At that point in time, Brazil was starting to become aware of this future problem. In 1999, in the seminar “Water: the next millennium challenge”, the grounds for launching ANA (the Brazilian National Water Agency) were set.  This Project was approved by the National Congress in 2000. ANA performs  actions of “regulation, support to the management of water resources, monitoring of rivers and reservoirs, planning of water resources as well as developing Programs and Projects and offering a set of information with the aim of stimulating the proper management and the rational and sustainable use of water resources”.

It looked good on paper.  In fact (predictably) what we have nowadays is a full-blown water crisis. The reservoirs of the main cities in the country are reaching their dead volumes with possible consequences for power generation. This is the most evident part of the crisis; lack of water has many consequences for various businesses around the country. What few of us know, however, is that water is the main material for food production. And it is this industry, the agricultural and cattle raising, that is its prime consumer. While we are directly responsible for the consumption of 9% of the drinkable water, agriculture and cattle raising are responsible for 83%. It is 72% for the production of vegetables, grains, fruits and so on and 11% for meat production.

In this scenario, I keep asking myself whether it makes any sense to penalize the population by restricting their access to water… Should we work towards reducing consumption within the 9% or within the 83%?

Any reduction in the consumption of the urban population is not going to reduce global consumption by more than 10%, even if we stopped consuming water altogether. Our discipline and fines for consumption are expected to contribute towards an economy of 1-2%…

We would have more gains (that would also last longer) if we worked with the agriculture and cattle raising businesses, no? Of course the solution is not reducing food production. We are not talking about that. We are talking about the effective use of water. And over there it is easier. We are talking about an industry that has processes and equipment and, in implementing improvements that make water usage more effective, will largely reduce consumption.

Want an alternative? One of my pastimes is to travel, every once in a while, through the Centre-West. There, in an area that has Uberlândia – MG in the centre, and that includes Cristalina-GO, Paracatu-MG and the Northeast of São Paulo, we have the largest concentration of  Central Irrigation Pivots (CIP) in the country. Now, a single pivot consumes, on average, 500 thousand litres of water per hour. This is equivalent to what one person consumes in 3 thousand days. Hence, if we save 10% of the water that passes through this irrigation system, we are in fact saving one year of water consumption per person, without reducing food production. Taking into consideration the fact that there are 20 thousand pivots in the country, we are talking about water for 6 million people…. Every day….

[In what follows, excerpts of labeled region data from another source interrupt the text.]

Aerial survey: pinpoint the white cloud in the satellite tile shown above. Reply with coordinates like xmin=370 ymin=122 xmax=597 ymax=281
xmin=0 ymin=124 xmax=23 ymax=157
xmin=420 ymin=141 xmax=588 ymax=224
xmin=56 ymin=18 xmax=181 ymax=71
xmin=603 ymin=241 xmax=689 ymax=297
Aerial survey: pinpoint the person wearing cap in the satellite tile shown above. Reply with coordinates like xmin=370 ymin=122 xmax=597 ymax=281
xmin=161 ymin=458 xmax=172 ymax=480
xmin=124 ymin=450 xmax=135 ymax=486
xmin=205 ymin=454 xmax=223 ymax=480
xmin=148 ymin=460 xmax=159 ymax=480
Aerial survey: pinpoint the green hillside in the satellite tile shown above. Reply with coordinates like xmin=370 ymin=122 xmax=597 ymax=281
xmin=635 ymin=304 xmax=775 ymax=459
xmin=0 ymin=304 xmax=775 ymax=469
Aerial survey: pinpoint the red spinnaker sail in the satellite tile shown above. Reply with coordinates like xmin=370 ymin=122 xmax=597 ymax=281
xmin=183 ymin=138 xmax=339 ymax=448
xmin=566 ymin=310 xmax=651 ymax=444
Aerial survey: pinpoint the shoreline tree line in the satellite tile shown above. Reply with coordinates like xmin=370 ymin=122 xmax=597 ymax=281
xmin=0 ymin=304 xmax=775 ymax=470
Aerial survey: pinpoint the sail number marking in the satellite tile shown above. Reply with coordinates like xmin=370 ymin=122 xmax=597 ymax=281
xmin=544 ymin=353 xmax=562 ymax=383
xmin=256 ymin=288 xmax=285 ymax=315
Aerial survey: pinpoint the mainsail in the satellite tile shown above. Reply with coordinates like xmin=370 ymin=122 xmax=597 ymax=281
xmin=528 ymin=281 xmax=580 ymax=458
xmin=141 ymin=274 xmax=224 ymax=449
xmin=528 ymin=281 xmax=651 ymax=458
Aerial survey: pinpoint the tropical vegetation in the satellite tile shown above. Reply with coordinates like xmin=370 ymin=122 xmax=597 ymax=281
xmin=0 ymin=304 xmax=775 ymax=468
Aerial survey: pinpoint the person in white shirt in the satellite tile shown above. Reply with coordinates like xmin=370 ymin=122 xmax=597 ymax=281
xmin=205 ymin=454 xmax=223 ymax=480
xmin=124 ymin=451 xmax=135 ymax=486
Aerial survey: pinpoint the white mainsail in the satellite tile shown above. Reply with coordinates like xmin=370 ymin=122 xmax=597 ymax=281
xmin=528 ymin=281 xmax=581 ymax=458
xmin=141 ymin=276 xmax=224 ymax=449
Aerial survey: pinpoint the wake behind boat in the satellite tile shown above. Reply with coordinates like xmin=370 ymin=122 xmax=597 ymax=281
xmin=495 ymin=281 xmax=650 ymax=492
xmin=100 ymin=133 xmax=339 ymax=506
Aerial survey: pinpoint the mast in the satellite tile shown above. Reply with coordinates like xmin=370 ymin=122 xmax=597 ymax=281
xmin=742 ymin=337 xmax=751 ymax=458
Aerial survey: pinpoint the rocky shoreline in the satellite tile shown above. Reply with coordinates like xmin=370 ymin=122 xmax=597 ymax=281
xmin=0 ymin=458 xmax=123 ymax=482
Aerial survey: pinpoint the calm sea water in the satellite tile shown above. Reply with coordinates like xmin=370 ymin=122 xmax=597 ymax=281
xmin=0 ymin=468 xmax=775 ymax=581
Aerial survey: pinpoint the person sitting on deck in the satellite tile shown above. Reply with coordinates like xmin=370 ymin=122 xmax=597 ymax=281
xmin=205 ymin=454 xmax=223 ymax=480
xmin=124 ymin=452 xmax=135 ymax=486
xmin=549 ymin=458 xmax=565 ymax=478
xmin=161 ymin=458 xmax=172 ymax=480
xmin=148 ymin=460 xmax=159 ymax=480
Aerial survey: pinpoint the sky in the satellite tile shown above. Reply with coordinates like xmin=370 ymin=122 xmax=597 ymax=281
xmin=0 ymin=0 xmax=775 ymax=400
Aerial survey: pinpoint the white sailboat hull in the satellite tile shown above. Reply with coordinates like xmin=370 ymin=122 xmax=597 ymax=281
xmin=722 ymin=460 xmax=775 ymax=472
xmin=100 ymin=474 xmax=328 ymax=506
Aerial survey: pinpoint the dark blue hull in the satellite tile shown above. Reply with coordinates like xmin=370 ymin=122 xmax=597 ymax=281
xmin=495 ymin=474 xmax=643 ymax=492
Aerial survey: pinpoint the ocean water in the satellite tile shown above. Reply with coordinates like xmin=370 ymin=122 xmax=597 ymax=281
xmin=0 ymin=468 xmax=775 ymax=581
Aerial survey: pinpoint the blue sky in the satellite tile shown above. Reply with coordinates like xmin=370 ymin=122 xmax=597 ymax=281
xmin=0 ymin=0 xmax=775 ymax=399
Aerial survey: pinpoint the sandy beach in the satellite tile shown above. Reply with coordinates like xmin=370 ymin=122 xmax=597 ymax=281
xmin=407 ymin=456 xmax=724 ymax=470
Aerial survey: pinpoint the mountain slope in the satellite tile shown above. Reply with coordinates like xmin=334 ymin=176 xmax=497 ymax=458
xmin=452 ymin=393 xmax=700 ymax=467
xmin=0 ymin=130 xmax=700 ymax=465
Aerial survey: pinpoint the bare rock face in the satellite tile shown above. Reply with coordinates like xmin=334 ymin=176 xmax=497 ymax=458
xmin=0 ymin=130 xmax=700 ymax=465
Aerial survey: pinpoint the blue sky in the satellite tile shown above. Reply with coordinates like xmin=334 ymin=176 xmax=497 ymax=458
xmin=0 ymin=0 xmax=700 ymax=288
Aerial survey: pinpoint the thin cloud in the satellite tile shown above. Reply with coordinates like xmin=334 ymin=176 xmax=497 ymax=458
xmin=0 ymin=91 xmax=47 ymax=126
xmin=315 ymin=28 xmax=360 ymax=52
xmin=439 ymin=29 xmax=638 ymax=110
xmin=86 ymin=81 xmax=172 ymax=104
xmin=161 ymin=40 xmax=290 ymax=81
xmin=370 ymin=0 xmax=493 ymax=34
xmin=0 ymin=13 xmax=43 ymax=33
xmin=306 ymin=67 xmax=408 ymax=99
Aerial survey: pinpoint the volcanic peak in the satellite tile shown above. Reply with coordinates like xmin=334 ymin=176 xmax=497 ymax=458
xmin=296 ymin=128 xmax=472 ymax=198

Is this possible? EASY!  The CIP is an electromechanical equipment, programmed and controlled by a pivot-man. The Pivot man rides a motorcycle, and in the best case scenario, passes by each CIP once a day.

The CIP, if turned on between 11h and 15h, loses 40% of its water due to evaporation. If turned on when it is raining, it floods the plantation and wastes 100% of the water… Now, what do you suppose happens in a farm that counts with 20 to 50 CIP and 10×20 square kilometres of area?

Waste! There is a solution. It was developed by CESAR and is called Irrigation Monitor (IM). It is worth looking at the video about the IM and at the testimonial of a farm that is actively using the equipment.

If we all do our share, and the agricultural and cattle raising businesses invest in innovation we will not be in trouble. Better still, we will not be thirsty!